Recent papers have introduced a novel approach to explain why a Predictive Process Monitoring (PPM) model for outcome-oriented predictions provides wrong predictions. Moreover, they have shown how to exploit the explanations, obtained using state-of-the art post-hoc explainers, to identify the most common features that induce a predictor to make mistakes in a semi-automated way, and, in turn, to reduce the impact of those features and increase the accuracy of the predictive model. This work starts from the assumption that frequent control flow patterns in event logs may represent important features that characterize, and therefore explain, a certain prediction. Therefore, in this paper, we (i) employ a novel encoding able to leverage DECLARE constraints in Predictive Process Monitoring and compare the effectiveness of this encoding with Predictive Process Monitoring state-of-the art encodings, in particular for the task of outcome-oriented predictions; (ii) introduce a completely automated pipeline for the identification of the most common features inducing a predictor to make mistakes; and (iii) show the effectiveness of the proposed pipeline in increasing the accuracy of the predictive model by validating it on different real-life datasets.
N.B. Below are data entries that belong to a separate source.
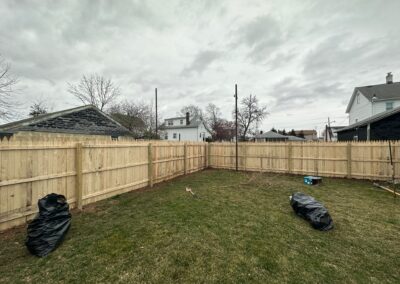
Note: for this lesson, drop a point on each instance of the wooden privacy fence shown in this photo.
(85, 173)
(361, 160)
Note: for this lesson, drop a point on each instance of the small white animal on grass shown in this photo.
(188, 189)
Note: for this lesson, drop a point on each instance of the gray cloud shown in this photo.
(200, 63)
(262, 36)
(301, 58)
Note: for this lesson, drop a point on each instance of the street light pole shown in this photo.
(236, 126)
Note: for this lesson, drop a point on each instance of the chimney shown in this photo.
(389, 78)
(187, 118)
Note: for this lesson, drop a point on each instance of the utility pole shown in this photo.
(329, 129)
(156, 115)
(236, 126)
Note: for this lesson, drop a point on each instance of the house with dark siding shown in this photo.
(374, 113)
(382, 126)
(84, 120)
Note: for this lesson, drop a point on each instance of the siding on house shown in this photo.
(383, 126)
(360, 109)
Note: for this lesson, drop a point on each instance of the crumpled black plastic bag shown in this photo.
(313, 211)
(48, 229)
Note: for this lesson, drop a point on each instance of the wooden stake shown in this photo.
(150, 168)
(348, 160)
(79, 176)
(185, 158)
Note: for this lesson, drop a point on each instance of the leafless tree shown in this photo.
(96, 90)
(38, 108)
(250, 114)
(7, 84)
(136, 116)
(192, 110)
(213, 119)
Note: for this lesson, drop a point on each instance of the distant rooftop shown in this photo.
(81, 120)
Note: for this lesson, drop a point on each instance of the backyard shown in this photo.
(239, 228)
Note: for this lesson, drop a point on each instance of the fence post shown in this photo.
(150, 168)
(290, 160)
(185, 158)
(245, 156)
(205, 156)
(349, 160)
(209, 154)
(79, 176)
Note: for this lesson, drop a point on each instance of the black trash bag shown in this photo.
(313, 211)
(48, 229)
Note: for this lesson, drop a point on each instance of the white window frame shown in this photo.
(389, 103)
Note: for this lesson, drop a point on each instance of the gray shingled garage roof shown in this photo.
(87, 120)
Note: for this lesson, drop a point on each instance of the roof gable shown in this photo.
(382, 92)
(82, 120)
(371, 119)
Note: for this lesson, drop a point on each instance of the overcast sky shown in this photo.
(300, 58)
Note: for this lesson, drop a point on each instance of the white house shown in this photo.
(185, 129)
(370, 100)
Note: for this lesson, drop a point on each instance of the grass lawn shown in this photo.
(241, 229)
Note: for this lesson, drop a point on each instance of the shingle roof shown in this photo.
(371, 119)
(81, 120)
(271, 135)
(381, 91)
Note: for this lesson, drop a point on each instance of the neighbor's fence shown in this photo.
(361, 160)
(83, 172)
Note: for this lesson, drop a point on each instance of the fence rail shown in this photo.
(83, 172)
(361, 160)
(86, 171)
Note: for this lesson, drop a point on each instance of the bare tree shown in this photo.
(96, 90)
(250, 114)
(138, 117)
(38, 108)
(7, 84)
(213, 119)
(192, 110)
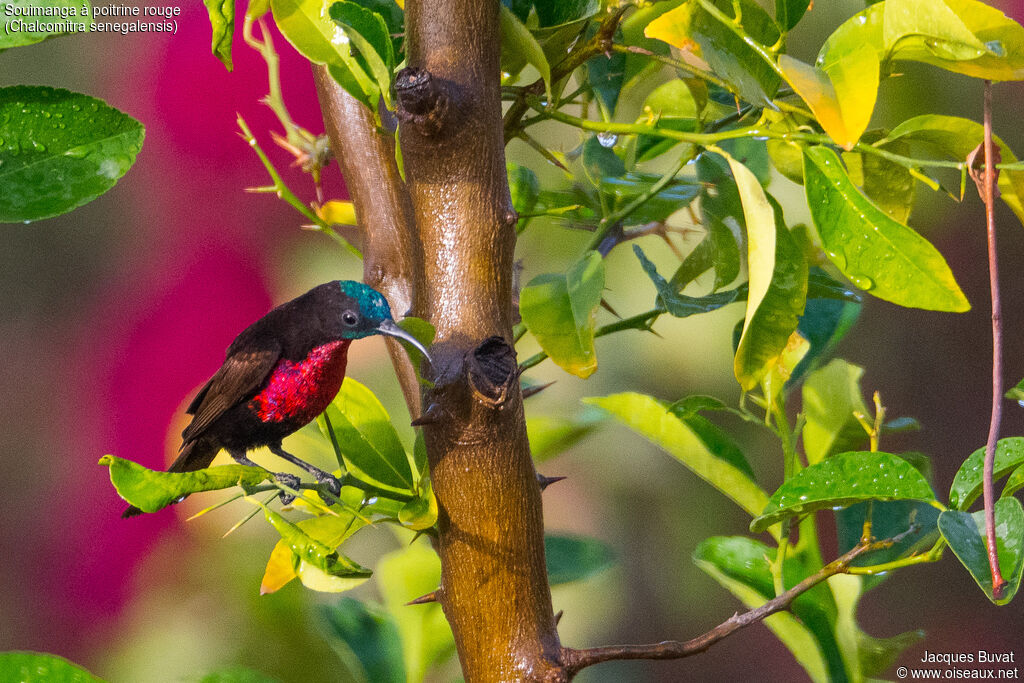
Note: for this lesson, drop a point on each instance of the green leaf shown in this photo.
(879, 255)
(426, 638)
(360, 429)
(12, 37)
(1017, 393)
(1014, 482)
(222, 24)
(955, 137)
(520, 46)
(550, 435)
(719, 212)
(741, 566)
(39, 668)
(681, 305)
(841, 92)
(421, 512)
(371, 640)
(966, 535)
(723, 45)
(572, 558)
(310, 551)
(560, 311)
(788, 12)
(652, 420)
(59, 150)
(238, 675)
(777, 275)
(844, 479)
(369, 34)
(524, 187)
(830, 396)
(938, 33)
(968, 481)
(153, 489)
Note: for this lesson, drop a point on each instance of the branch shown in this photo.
(392, 256)
(577, 659)
(988, 196)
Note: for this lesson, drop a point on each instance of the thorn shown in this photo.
(424, 599)
(536, 389)
(547, 481)
(429, 417)
(607, 306)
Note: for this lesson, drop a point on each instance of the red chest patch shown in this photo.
(300, 391)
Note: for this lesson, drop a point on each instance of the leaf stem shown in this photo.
(998, 583)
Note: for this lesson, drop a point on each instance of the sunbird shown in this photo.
(282, 372)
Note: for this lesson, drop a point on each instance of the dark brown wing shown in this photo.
(240, 377)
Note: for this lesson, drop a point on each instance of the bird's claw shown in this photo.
(289, 480)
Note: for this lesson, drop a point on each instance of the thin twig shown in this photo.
(574, 659)
(998, 583)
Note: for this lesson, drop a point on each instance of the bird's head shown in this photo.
(365, 311)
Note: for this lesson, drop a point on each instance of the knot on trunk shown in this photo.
(493, 371)
(422, 99)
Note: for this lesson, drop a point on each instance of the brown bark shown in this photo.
(443, 242)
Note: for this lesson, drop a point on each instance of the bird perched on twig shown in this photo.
(282, 372)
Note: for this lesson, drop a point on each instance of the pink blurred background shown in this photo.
(111, 315)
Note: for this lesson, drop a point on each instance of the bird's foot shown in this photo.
(289, 480)
(329, 482)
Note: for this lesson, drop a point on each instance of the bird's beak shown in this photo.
(390, 329)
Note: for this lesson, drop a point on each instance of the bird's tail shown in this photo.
(194, 456)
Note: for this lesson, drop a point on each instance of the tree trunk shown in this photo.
(455, 268)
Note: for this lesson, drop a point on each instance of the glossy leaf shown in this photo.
(521, 46)
(40, 668)
(966, 535)
(560, 311)
(222, 23)
(968, 481)
(830, 396)
(572, 558)
(360, 429)
(841, 92)
(1014, 482)
(1017, 392)
(886, 258)
(788, 12)
(310, 551)
(652, 420)
(777, 276)
(690, 27)
(426, 638)
(682, 305)
(331, 530)
(10, 38)
(60, 150)
(368, 33)
(934, 33)
(844, 479)
(371, 638)
(955, 137)
(154, 489)
(741, 566)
翻译:解释、适应和重新训练:如何通过不同的解释方式提高PPM分类器的准确性
翻译后的摘要:
最近的研究已经引入了一种新方法,能够解释为什么面向结果的预测模型(PPM)提供了错误的预测,并展示了如何利用最先进的后续解释器获得解释,以半自动的方式识别最常见的特征,从而降低这些特征的影响,提高预测模型的准确性。本文假定事件日志中的常见控制流模式可能代表了表征某个预测的重要特征,并因此进行以下工作:(i)使用一种新的编码能够利用DECLARE约束在PPM中进行编码,并比较这种编码与最先进的PPM编码的有效性,特别是针对面向结果的预测任务;(ii)引入完全自动化的流水线,用于识别最常见的诱导预测器出错的特征;(iii)通过在不同的真实数据集上进行验证,展示所提出的流水线提高预测模型准确性的有效性。